To explore the long-term (10-year) transmission of familial drinking during adolescence to offspring drinking patterns in young adulthood.
Swedish longitudinal study, assessing the relationship between familial drinking in 2000 and offspring drinking in 2010 using simultaneous quantile regression analysis (n = 744).
Data on familial drinking was gathered from the Swedish level-of-living surveys (LNU) and from partner LNU in 2000 while data on offspring drinking in young adulthood was gathered from LNU 2010. Drinking among offspring, parents and potential stepparents was measured through identical quantity-frequency indices referring to the past 12 months in 2010 and 2000 respectively.
Young adults whose families were abstainers in 2000 drank substantially less across quintiles in 2010 than offspring of non-abstaining families.
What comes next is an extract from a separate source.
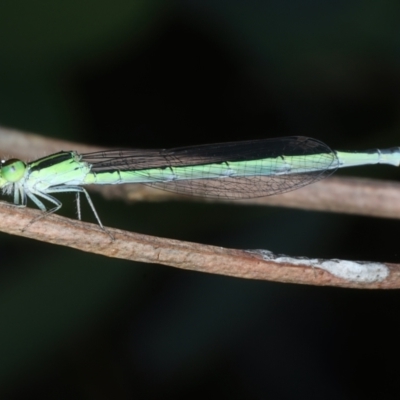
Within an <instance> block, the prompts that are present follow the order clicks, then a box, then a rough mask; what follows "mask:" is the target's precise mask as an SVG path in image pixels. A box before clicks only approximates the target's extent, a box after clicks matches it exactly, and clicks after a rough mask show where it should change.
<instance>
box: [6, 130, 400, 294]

The difference, however, was not statistically significant between quintiles of the conditional distribution. Actual drinking levels in drinking families were not at all or weakly associated with drinking in offspring. Supplementary analyses confirmed these patterns.
The association between familial drinking and offspring drinking in young adulthood exhibits clear non-linear trends. Changes in the lower part of the familial drinking distribution are strongly related to drinking in young adults, but the actual levels of drinking in drinking families appear less important in shaping the drinking patterns of the offspring in young adulthood.